Nanoparticle Toxicity in ZebrafishEPA Grant Number: R833339
Title: Nanoparticle Toxicity in Zebrafish
Investigators: Mayer, Gregory D. , Nadeau, Jay L. , Nohe, Anja , Smorodin, V.
Institution: University of Maine , McGill University
EPA Project Officer: Lasat, Mitch
Project Period: October 1, 2006 through September 30, 2009
Project Amount: $398,298
RFA: Exploratory Research: Nanotechnology Research Grants Investigating Environmental and Human Health Effects of Manufactured Nanomaterials: a Joint Research Solicitation-EPA, NSF, NIOSH, NIEHS (2006) RFA Text | Recipients Lists
Research Category: Nanotechnology , Health Effects , Health , Safer Chemicals
The overlying objective of this proposed research is to investigate the toxicity of semiconductor nanostructures using an in vivo developmental system (zebrafish, Danio rerio, embryos). Our approach will monitor, in real time, the effects of particle composition, size, and charge on uptake and accumulation of nanostructures in multiple tissues. Additionally, we will monitor the release of ions from the particles using a transgenic zebrafish model that expresses green fluorescent protein (GFP) in the presence of metal ions. We will correlate these data to altered embryo development after particle exposure and extrapolate the effects to human health. Finally, we will develop a model to predict particle toxicity that will help to evaluate potential health risks of the release of semiconductor nanoparticles into the environment.

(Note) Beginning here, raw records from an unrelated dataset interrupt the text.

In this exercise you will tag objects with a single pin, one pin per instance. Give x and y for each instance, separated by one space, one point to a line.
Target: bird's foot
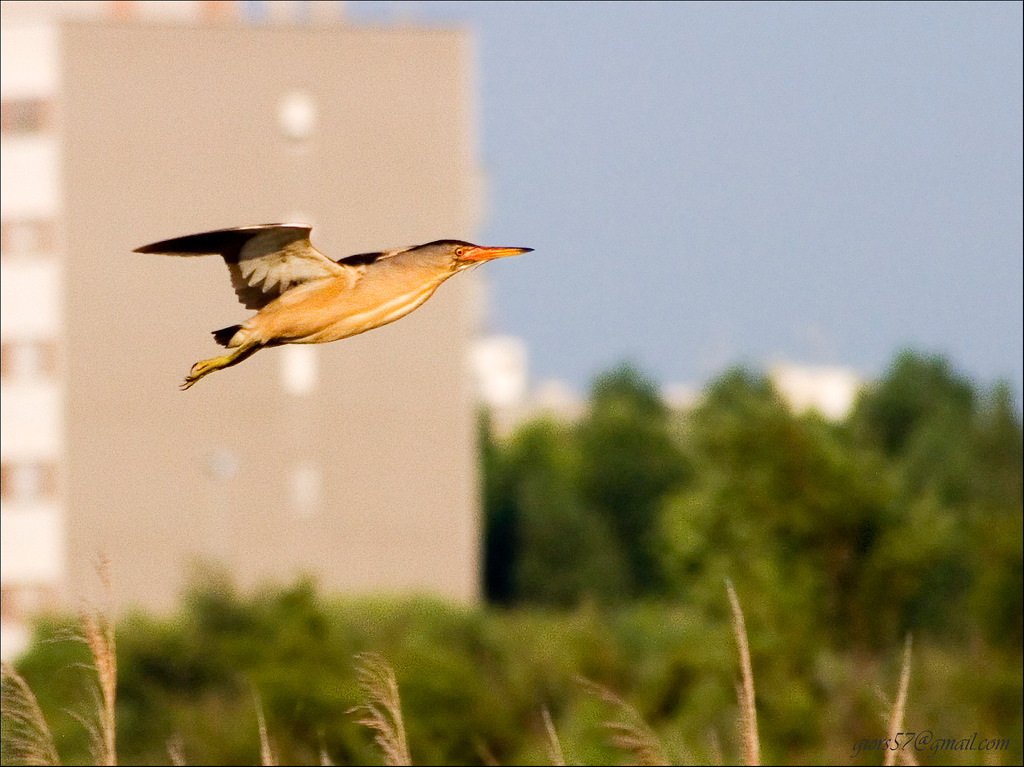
203 368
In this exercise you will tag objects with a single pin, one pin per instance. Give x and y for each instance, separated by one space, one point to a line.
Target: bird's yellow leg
206 367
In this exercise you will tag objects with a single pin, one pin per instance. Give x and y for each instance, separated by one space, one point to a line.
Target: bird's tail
224 335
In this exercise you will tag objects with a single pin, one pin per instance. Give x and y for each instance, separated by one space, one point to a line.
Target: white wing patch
275 261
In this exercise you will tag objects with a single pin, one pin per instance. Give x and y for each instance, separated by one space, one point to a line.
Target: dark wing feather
264 261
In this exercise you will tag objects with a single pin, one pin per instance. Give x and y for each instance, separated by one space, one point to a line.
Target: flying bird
301 296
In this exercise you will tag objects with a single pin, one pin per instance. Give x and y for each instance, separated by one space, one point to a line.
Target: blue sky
718 183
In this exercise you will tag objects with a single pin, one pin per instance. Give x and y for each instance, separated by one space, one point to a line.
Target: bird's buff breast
318 313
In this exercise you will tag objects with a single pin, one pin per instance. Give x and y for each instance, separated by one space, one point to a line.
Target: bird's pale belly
328 314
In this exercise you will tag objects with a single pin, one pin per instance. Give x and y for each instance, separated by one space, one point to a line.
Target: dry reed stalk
176 752
97 633
553 747
265 752
896 717
382 712
30 740
716 748
630 732
744 692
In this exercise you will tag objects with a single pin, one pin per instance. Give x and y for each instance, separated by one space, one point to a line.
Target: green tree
629 461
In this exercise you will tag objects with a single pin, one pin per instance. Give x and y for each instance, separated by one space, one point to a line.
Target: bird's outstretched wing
264 261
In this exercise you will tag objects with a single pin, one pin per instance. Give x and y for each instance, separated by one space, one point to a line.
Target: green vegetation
607 546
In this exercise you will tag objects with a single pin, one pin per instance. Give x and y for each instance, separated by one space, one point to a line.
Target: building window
28 359
27 238
299 369
19 117
28 481
306 488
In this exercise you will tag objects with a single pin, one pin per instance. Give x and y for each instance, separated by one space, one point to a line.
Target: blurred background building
125 123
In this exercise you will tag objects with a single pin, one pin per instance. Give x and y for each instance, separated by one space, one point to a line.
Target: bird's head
462 255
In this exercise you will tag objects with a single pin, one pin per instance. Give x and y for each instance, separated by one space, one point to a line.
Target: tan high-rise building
353 462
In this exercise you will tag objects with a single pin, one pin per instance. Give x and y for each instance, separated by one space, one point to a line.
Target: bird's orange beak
487 254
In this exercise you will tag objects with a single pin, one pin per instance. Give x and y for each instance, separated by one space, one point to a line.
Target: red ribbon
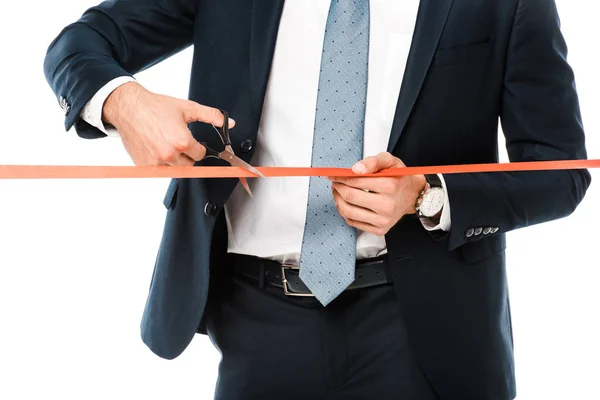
110 172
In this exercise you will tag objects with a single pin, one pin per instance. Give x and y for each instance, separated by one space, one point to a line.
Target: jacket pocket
171 195
483 249
462 55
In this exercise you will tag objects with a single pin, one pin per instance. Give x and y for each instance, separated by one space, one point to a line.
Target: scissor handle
209 152
224 130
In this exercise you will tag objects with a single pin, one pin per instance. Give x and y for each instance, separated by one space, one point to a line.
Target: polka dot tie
328 255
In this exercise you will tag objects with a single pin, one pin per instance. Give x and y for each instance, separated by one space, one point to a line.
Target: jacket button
246 145
210 209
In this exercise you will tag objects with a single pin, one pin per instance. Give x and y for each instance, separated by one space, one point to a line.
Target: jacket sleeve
115 38
541 120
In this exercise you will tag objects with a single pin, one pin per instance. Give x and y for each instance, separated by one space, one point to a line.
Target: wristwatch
431 199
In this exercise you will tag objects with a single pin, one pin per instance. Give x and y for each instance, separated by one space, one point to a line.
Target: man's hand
374 204
154 128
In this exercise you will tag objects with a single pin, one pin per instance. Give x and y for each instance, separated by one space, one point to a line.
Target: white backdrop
76 257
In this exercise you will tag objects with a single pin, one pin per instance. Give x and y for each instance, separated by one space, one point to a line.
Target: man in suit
337 288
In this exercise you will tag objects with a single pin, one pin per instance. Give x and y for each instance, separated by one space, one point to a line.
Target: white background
76 257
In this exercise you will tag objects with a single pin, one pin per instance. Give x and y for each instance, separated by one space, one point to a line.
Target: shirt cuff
445 222
92 111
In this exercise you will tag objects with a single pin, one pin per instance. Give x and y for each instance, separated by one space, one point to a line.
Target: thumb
194 112
374 164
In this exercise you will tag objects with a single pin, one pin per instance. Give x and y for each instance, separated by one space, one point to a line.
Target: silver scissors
227 154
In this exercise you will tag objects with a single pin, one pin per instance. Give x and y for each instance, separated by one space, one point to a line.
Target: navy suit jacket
471 64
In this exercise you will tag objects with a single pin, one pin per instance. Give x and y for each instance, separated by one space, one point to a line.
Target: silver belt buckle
284 280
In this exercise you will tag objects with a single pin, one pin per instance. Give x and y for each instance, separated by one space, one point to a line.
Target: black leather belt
369 272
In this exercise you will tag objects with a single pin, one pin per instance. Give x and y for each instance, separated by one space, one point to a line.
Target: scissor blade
238 162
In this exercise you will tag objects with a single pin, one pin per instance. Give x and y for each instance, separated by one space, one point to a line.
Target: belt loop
261 275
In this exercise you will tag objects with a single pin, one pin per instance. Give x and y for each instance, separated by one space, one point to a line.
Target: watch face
433 202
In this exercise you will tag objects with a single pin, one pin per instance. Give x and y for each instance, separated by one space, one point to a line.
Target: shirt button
210 209
246 145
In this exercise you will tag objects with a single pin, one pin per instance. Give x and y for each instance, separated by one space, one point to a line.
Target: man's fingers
355 196
351 211
194 112
376 185
374 164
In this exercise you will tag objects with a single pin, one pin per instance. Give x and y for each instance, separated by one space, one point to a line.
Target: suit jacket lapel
430 24
266 15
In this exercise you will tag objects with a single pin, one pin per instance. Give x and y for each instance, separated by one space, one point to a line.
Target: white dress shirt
271 224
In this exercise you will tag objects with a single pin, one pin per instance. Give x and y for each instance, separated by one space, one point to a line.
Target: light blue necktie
328 256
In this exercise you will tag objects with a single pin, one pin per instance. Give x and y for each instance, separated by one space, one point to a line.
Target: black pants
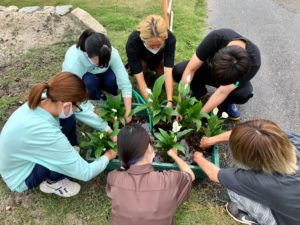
203 77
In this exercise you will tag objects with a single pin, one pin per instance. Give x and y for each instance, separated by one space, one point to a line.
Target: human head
262 146
133 144
153 31
230 64
63 87
97 47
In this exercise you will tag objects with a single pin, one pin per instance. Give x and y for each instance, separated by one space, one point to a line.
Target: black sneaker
239 215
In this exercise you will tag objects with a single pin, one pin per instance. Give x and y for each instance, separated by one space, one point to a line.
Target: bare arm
194 64
207 142
127 104
142 86
218 97
169 83
207 167
183 166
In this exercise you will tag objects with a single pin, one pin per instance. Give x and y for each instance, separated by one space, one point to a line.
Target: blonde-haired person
151 47
33 149
264 186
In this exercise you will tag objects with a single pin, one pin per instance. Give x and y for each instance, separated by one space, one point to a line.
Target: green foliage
170 139
189 108
214 125
153 102
113 110
100 141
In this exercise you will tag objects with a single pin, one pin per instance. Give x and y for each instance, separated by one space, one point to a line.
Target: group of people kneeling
37 142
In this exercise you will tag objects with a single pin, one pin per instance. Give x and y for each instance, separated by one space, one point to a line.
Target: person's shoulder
135 35
114 175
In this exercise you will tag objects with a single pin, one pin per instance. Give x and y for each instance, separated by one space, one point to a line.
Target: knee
178 71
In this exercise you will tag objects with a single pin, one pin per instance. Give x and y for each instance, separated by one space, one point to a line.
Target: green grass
92 206
5 102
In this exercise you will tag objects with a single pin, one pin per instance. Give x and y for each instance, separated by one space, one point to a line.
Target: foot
239 215
62 188
232 111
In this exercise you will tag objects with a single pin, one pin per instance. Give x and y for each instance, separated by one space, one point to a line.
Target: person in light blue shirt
34 151
99 65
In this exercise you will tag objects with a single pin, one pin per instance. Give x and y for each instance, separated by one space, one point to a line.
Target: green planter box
115 164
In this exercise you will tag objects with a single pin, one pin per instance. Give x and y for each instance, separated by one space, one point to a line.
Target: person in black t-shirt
227 61
264 186
151 47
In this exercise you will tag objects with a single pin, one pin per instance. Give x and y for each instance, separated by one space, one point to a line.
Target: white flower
224 115
215 111
188 78
176 127
149 91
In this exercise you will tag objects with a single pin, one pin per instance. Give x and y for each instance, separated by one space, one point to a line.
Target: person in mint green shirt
34 151
100 66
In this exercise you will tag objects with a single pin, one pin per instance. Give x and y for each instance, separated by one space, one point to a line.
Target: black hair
230 64
95 44
133 141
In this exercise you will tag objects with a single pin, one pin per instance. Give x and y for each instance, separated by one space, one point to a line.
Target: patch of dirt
20 32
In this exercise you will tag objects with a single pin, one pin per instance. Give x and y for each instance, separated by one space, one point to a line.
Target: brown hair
230 64
153 26
64 87
262 146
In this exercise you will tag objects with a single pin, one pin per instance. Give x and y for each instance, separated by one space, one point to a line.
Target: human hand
206 142
110 154
172 152
197 155
127 117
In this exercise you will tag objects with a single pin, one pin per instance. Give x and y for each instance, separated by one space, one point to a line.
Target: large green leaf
179 147
182 133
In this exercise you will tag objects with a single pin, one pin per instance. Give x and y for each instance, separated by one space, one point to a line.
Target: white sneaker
63 188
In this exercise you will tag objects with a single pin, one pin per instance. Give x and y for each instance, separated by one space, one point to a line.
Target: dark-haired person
34 151
139 194
152 47
225 60
100 66
264 186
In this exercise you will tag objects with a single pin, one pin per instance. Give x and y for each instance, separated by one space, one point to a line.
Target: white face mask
62 113
152 50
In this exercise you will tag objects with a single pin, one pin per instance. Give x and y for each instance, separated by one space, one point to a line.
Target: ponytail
83 37
64 87
35 95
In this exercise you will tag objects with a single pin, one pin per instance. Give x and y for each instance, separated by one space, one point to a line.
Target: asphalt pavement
274 26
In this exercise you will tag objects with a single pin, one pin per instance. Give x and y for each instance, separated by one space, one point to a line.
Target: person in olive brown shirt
139 194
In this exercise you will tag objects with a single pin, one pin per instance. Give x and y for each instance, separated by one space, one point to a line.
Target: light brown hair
64 87
153 26
262 146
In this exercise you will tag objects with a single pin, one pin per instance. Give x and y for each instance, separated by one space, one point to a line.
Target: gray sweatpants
261 213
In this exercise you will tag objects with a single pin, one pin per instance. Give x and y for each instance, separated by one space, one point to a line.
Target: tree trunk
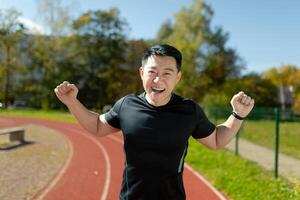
7 74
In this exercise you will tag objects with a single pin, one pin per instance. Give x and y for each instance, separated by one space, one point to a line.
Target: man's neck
157 104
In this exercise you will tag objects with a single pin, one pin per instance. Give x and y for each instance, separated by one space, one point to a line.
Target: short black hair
163 50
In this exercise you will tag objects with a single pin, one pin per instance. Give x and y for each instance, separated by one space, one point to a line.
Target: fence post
277 121
237 136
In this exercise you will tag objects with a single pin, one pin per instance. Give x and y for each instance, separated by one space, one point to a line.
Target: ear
178 77
141 72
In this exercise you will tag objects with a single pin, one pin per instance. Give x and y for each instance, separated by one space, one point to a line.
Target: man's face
159 76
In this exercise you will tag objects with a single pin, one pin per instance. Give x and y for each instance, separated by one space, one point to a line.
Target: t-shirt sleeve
203 126
113 115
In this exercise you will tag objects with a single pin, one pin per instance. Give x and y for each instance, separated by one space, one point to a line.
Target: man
156 126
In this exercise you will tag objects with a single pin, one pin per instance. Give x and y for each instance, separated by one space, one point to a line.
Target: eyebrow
167 68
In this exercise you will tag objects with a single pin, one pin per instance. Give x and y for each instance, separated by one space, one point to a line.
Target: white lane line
188 167
106 158
60 173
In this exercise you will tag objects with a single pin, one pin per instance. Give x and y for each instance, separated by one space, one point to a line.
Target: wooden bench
15 133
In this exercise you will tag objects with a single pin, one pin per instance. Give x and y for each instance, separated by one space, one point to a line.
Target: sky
265 33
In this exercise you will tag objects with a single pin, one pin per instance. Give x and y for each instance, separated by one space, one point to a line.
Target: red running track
93 170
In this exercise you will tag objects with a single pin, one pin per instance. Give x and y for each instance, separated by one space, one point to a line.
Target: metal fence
263 120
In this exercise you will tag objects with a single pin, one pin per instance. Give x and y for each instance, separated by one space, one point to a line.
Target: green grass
50 115
239 178
263 132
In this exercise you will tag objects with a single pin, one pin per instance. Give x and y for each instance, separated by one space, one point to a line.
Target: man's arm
91 121
223 134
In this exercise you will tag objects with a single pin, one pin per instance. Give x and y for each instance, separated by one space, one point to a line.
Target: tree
56 16
10 32
286 76
187 34
101 48
207 62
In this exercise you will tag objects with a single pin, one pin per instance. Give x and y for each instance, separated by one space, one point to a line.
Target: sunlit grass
239 178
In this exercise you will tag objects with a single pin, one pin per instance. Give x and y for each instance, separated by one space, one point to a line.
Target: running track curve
93 170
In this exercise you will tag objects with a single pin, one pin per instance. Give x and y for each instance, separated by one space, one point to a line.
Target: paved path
288 166
95 166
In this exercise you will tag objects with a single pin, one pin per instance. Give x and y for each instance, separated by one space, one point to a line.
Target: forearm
87 119
226 131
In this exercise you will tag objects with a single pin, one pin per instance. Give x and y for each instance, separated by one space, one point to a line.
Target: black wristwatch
237 116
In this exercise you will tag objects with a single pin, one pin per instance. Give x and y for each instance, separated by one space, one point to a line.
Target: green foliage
207 62
10 32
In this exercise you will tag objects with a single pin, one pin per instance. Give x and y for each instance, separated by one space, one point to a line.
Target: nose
156 79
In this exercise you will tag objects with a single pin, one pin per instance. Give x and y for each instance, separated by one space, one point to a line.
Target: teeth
158 89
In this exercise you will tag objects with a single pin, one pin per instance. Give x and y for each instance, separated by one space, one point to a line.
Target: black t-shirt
155 144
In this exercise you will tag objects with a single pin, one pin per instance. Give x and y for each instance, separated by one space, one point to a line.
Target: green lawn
50 115
263 132
239 178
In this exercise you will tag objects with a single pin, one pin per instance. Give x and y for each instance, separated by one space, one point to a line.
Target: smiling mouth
158 90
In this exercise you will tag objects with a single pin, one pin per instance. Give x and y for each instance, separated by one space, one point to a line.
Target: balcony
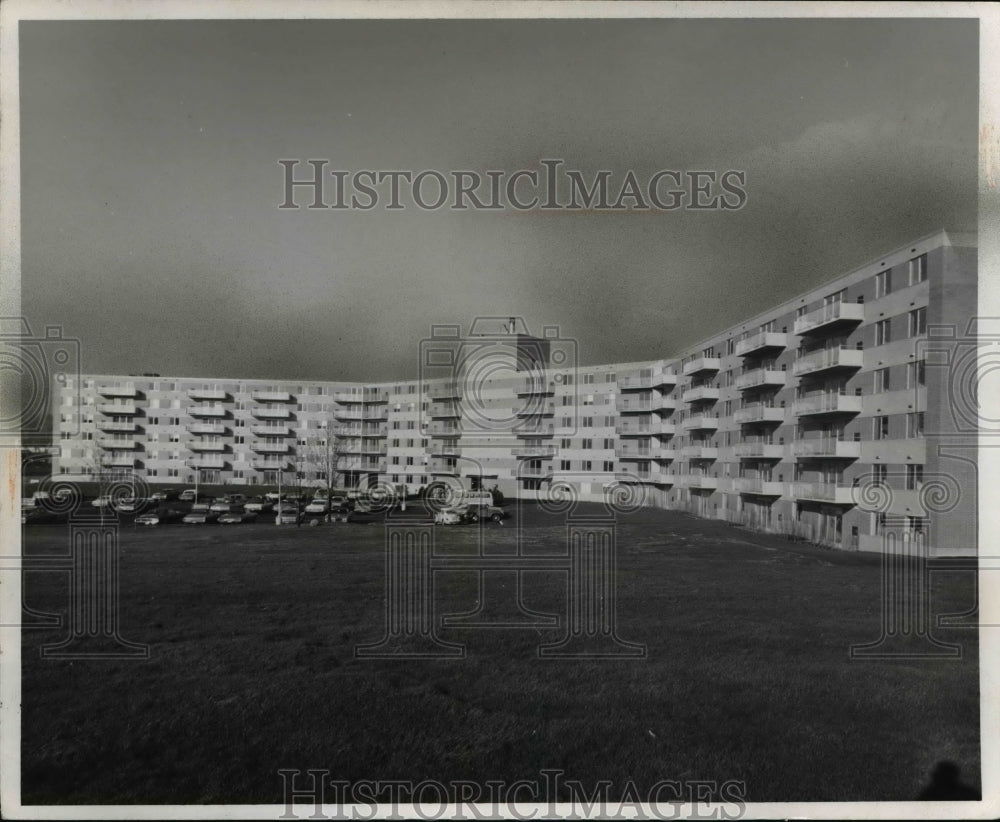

To effectively determine how particle composition, size, and charge affect toxicity, we must first begin by refining techniques of synthesis and characterization in order to be able to alter one variable at a time. These well-characterized particles will then be applied to cultured zebrafish, zebrafish embryos or embryonic cells. Uptake, accumulation and ion release in cells and whole embryos will be quantitatively measured in real time by multi-color confocal microscopy that will simultaneously detect the nanoparticles, GFP, and co-transfected fluorescent organelle markers. Additionally, we will investigate the force of adhesion of the range of particles to cell membranes and the embryo using laser tweezers. All obtained data will be used to develop a model for the prediction of cellular uptake and resulting cellular toxicity based upon the physical properties of the particles and the cell membranes which they encounter.
We expect the toxicity of semiconductor nanoparticles to depend upon their size, charge, and composition. However, because of the unique properties that arise from their small size and quantum confinement, the exact dependence of toxicity upon each of these factors is likely to be surprising and to be poorly predictable from the behavior of the bulk materials. It is also expected that the nanoparticles will increase mortality and developmental abnormalities in zebrafish. Calculation of LC50’s, hatch success, uptake routes, and acute and developmental toxicity endpoints will help validate our proposed model. The resulting data are expected to be of value for prediction of risks of nanoparticle release, especially into aqueous environments where the particles would have direct access to developing and adult organisms.